Wally Pesuit

No. 71, 65, 67
- Positions: Guard, center, tackle, defensive end

Personal information
- Born: March 4, 1954 (age 72) Steubenville, Ohio, U.S.
- Listed height: 6 ft 4 in (1.93 m)
- Listed weight: 252 lb (114 kg)

Career information
- College: Kentucky
- NFL draft: 1976: 5th round, 151st overall pick

Career history
- Dallas Cowboys (1976)*; Atlanta Falcons (1976); Miami Dolphins (1976-1978); Detroit Lions (1979–1980); Chicago Blitz (USFL) (1983); Jacksonville Bulls (USFL) (1984);
- * Offseason or practice squad member only

Career NFL statistics
- Games played: 48
- Games started: 5
- Stats at Pro Football Reference

= Wally Pesuit =

American football player (born 1954)

Walter George Pesuit (/pɛˈsut/ peh-SOOT; born March 4, 1954) is an American former professional football player who was an offensive and defensive lineman in the National Football League (NFL) for the Atlanta Falcons, Miami Dolphins and Detroit Lions. He played college football for the Kentucky Wildcats.

==Early life==
Pesuit attended Wintersville High School, where he was an All-state offensive tackle, a wrestling and weight-lifter champion in the Ohio Valley Conference. He also practiced the discus throw and the shot put.

He accepted a football scholarship from the University of Kentucky. He was named a starter at offensive guard as a sophomore. He was named the starter at left tackle as a junior. He was co-captain and the starting left tackle as a senior.

==Professional career==

===Dallas Cowboys===
Pesuit was selected by the Dallas Cowboys in the fifth round (151st overall) of the 1976 NFL draft, with the intention of playing him at the defensive line.
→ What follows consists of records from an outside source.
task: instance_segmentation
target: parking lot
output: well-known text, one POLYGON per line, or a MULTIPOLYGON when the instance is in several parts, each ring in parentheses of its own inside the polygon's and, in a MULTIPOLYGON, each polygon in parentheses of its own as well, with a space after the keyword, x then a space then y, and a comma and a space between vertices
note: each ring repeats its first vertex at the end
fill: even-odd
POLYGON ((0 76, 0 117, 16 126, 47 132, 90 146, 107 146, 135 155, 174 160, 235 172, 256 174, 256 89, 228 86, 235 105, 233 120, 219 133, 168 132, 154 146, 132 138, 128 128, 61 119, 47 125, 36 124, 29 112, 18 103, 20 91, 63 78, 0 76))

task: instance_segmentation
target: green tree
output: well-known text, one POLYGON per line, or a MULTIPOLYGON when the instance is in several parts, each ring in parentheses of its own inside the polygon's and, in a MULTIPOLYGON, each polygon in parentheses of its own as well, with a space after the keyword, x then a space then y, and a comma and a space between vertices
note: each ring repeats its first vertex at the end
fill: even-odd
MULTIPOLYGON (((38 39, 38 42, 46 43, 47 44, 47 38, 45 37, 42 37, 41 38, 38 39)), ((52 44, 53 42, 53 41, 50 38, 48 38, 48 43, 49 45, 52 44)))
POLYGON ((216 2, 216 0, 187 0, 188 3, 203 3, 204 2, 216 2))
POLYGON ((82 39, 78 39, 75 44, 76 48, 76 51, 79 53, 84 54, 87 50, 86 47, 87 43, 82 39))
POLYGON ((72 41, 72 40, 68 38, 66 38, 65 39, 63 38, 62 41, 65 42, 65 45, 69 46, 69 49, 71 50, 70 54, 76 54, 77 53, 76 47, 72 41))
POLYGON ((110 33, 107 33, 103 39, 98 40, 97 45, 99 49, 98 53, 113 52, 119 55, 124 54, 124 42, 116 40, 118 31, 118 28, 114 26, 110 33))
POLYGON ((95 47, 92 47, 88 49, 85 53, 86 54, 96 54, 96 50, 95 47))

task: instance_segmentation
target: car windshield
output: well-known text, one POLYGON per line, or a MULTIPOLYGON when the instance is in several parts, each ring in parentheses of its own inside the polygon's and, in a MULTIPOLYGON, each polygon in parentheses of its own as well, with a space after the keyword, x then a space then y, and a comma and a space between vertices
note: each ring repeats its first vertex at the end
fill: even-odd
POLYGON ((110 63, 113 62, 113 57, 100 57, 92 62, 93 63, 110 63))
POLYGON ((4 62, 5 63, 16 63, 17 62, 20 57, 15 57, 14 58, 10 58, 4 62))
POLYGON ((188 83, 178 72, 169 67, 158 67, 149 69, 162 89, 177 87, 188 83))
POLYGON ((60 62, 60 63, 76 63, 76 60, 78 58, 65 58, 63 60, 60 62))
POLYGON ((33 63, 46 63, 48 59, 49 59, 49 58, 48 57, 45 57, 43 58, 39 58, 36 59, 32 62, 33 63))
He was waived on August 23.

=== Atlanta Falcons ===
He was claimed off waivers by the Atlanta Falcons who used him at defensive end. On November 3, 1976, he was released after one game to make room for linebacker Jim Cope.

===Miami Dolphins===
On December 6, 1976, he was signed by the Miami Dolphins. He was a backup who played different positions along the offensive line. He was cut on August 21, 1979.

===Detroit Lions===
Pesuit was claimed off waivers by the Detroit Lions to replace Larry Tearry who abruptly left the team. That season, he started 5 games at center. He was released on August 26, 1980. He was later re-signed during the season and released on November 6, to make room for Rod Walters.

===Chicago Blitz===
In 1983, he signed with the Chicago Blitz of the United States Football League.

===Jacksonville Bulls===
The Jacksonville Bulls selected him from the Chicago Blitz roster in the 1983 USFL Expansion Draft. In 1984, Pesuit played all 18 games as the Bulls' long snapper and a reserve offensive lineman.

==Personal life==
His father Walter V., played for the Cleveland Rams in the National Football League as a 5-8 halfback in 1938.